MODO DE IMPUGNACION:Se hace saber a las partes que frente a la presente resolución cabe interponerRecurso de Casación y/o Extraordinario por Infracción Procesal, en los supuestos previstos en los artículos 477 y 468 respectivamente de la LEC en relación con la Disposición Final 16º de la misma Ley , a interponer en el plazo de VEINTE DÍAS ante este mismo órgano jurisdiccional. Haciéndose saber a las partes que al tiempo de la interposición de los mismos, deberán acreditar haber constituido el depósito que, por importe de 50 euros, previene la Disposición Adicional Decimoquinta de la L.O.P.J ., establecida por la Ley Orgánica 1/09, de 3 de noviembre, sin cuyo requisito el recurso de que se trate no será admitido a trámite, excepto en los supuestos de reconocimiento expreso de exención por tener reconocido el derecho de asistencia jurídica gratuita. (Caso de interponerse ambos recursos deberá efectuarse un depósito de 50 euros por cada uno de ellos).

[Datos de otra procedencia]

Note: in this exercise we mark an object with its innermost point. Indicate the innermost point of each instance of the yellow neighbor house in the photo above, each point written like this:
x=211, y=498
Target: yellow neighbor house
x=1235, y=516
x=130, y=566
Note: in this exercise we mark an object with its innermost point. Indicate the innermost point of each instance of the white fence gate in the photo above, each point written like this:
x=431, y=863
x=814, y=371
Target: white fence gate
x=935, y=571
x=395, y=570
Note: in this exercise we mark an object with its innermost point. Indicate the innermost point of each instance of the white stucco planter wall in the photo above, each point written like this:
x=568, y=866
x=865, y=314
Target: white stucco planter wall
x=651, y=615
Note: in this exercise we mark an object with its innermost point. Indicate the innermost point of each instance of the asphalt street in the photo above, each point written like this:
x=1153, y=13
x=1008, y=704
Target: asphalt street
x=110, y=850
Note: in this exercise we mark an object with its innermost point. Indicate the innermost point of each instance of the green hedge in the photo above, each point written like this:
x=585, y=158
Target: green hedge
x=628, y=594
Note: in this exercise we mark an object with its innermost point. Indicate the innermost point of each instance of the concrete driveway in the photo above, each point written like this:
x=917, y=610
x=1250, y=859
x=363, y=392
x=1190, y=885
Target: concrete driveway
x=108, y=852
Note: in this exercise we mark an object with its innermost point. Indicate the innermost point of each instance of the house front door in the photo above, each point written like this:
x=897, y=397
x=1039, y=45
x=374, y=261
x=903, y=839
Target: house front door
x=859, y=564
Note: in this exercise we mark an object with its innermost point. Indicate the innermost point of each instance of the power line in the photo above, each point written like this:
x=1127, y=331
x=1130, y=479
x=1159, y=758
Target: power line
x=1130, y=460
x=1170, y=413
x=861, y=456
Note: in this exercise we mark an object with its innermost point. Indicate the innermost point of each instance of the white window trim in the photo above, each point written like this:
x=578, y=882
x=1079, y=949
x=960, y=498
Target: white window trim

Dicho depósito habrá de constituirse en la Cuenta de Depósitos y Consignaciones de esta Sección abierta con el nº 2838 en la sucursal 6114 del Banco de Santander sita en la calle Ferraz nº 43 de Madrid.
Así, por esta nuestra Sentencia, lo pronunciamos, mandamos y firmamos.
PUBLICACION.-Firmada la anterior resolución es entregada en esta Secretaría para su notificación, dándosele publicidad en legal forma y expidiéndose certificación literal de la misma para su unión al rollo. Doy fe.